Суд над организациями обернулся правовым и организационным кошмаром. Но отказаться от него значило аннулировать часть Устава Нюрнбергского трибунала и поставить под вопрос одну из главных базовых установок процесса, что было бы самым ужасным из возможных сценариев. И Трибунал той весной решил пойти вперед и потребовал отобрать проверенных свидетелей защиты организаций. Защитники посетили восемьдесят союзнических лагерей для интернированных в Германии и отобрали 603 человека, чтобы затем выбрать из их числа тех, кто поедет в Нюрнберг для дальнейших допросов. (Они не посещали советских лагерей для интернированных, поскольку получили лишь несколько заявлений из советской зоны, где объявить себя бывшим нацистом означало верный арест[1242]
.) Трибунал организовал две четырехсторонние комиссии, которые допрашивали свидетелей в боковых комнатах Дворца юстиции, пока в главном зале суда шла защита[1243]. К концу июля эти комиссии выслушали более ста свидетелей и изучили краткие пересказы около 50 тысяч письменных показаний. Судьи и защитники окончательно согласовали список из двадцати двух свидетелей для вызова на публичное слушание. Западные судьи хотели продемонстрировать немцам, что будут к ним справедливы. Но с советской точки зрения Трибунал слишком попустительствовал военным преступникам[1244]. Август обещал быть долгим.Заслушивание свидетелей защиты Руководящего состава НСДАП началось утром 30 июля, сразу после того, как Руденко закончил обвинительную речь против отдельных подсудимых. Для вопроса, столь важного для будущего Европы, оно началось на удивление буднично. Руденковский призыв к правосудию еще звенел в ушах, когда председатель Трибунала Лоуренс спокойно дал знак к началу выступлений защиты организаций.

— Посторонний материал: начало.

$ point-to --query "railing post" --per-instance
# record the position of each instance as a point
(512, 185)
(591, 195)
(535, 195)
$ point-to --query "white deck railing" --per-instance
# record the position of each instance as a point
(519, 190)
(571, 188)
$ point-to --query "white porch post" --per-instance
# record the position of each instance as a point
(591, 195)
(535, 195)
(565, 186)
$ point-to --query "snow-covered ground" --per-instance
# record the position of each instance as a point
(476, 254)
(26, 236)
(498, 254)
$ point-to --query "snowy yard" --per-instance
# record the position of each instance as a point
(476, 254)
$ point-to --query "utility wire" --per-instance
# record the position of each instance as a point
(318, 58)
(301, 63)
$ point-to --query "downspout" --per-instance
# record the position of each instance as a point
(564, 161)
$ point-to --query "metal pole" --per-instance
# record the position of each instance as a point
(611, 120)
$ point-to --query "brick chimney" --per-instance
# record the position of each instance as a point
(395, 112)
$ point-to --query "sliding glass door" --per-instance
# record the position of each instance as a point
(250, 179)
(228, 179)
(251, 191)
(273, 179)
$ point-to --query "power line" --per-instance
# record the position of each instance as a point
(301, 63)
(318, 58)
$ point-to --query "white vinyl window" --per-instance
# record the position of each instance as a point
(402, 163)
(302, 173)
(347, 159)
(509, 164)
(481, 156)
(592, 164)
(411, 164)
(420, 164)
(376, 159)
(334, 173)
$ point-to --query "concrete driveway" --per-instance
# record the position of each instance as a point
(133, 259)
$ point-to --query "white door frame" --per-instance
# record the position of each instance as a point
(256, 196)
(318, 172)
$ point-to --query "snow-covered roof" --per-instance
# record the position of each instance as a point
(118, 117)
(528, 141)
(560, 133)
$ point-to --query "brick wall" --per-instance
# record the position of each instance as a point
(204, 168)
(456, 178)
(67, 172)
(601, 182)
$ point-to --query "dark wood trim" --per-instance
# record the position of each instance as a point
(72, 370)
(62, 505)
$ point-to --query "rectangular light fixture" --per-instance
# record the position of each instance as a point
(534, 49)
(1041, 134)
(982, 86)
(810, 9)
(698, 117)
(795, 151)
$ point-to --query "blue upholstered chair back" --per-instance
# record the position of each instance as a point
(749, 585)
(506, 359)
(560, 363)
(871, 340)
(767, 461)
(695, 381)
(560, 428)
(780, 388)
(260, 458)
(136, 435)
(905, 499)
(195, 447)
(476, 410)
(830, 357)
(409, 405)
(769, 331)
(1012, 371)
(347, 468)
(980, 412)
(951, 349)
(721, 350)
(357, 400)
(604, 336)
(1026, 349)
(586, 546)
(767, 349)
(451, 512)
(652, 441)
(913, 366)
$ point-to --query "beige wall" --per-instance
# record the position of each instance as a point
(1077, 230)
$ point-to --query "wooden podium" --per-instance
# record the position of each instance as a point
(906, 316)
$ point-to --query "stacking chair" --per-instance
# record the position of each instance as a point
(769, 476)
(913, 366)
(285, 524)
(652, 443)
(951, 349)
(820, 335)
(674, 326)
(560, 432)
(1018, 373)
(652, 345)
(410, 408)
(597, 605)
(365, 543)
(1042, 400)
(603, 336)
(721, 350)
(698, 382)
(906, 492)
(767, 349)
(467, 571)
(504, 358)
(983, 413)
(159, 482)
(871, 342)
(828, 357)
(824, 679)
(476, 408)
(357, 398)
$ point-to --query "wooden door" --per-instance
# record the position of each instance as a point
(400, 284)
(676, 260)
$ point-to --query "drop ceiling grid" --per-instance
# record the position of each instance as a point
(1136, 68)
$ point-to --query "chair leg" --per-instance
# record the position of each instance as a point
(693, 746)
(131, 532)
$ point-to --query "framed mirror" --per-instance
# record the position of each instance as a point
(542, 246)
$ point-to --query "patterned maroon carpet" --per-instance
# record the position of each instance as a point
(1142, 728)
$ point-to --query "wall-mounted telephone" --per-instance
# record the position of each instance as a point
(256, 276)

Адвокат Роберт Серватиус (который также представлял Заукеля) вызвал первого из пяти свидетелей защиты Руководящего состава НСДАП. В этой организации состояло от 600 тысяч до 2 миллионов членов – число варьировалось в зависимости от того, какие подгруппы можно было в нее включить. Серватиус хорошо знал, что западные судьи предубеждены против огульных приговоров, – и намеревался сузить круг виновных до минимально возможной части этой организации. Его свидетели показали, что Руководящий состав не был тесно сплоченной группой, как его описали обвинители. Далее, они заявили, что так называемые низшие партийные руководители, такие как крайсляйтеры и блокляйтеры (районные и квартальные руководители), не имели никакой политической или полицейской власти и занимались в основном улучшением благосостояния местных жителей[1245]
.Допросом этих свидетелей занимались только британцы. Максуэлл-Файф выставил перед ними новые доказательства ответственности Руководящего состава за военные преступления, в том числе убийства парашютистов союзных армий, которые высаживались на немецкой земле. Помощник обвинителя Гриффит-Джонс оспорил заявление, будто низшие партийные руководители посвящали себя социальной работе, и предъявил доказательства того, что крайсляйтеры в начале 1930-х годов доносили на своих соседей и нападали на политических оппозиционеров, чем способствовали приходу Гитлера к власти. До завершения этого этапа процесса Трибунал разрешил советскому помощнику обвинителя Рагинскому дополнительно опровергнуть свидетельские показания, предъявив новые документы от югославской комиссии по военным преступлениям. Эти документы доказывали участие крайсляйтеров в принудительной германизации Северной Словении – а это преступление (если бы Трибунал принял доводы Максуэлл-Файфа, выдвинутые в суде несколькими месяцами ранее) подпадало бы под определение геноцида[1246]
.Ступникова и другие советские переводчики с трудом переводили свидетельские показания в защиту Руководящего состава, не зная, как передать названия разных рангов – гауляйтер, крайсляйтер, ортсгруппенляйтер, целленляйтер и блокляйтер. В русском языке им просто не было соответствий. Но в других отношениях упоминание Руководящего состава могло весьма некстати напомнить им о Коммунистической партии СССР. «Никто из нас не хотел, находясь в чужой стране, да еще на Нюрнбергском процессе проводить сравнения, – писала Ступникова впоследствии. – Сравнения возникали сами собой». Советские руководители со своей стороны хотели сделать кристально ясным, что между Советским Союзом и нацистской Германией не было никакого сходства, и запретили переводчикам использовать слово «социалистический» в отношении НСДАП. Каждый раз, когда в наушниках переводчиков звучало «Nationalsozialistische», они были обязаны переводить его другим словом, например «немецко-фашистский»[1247]
. С советской стороны это была не просто паранойя. Американские политики, журналисты и ученые к тому времени характеризовали политические системы обеих стран как «тоталитарные»[1248].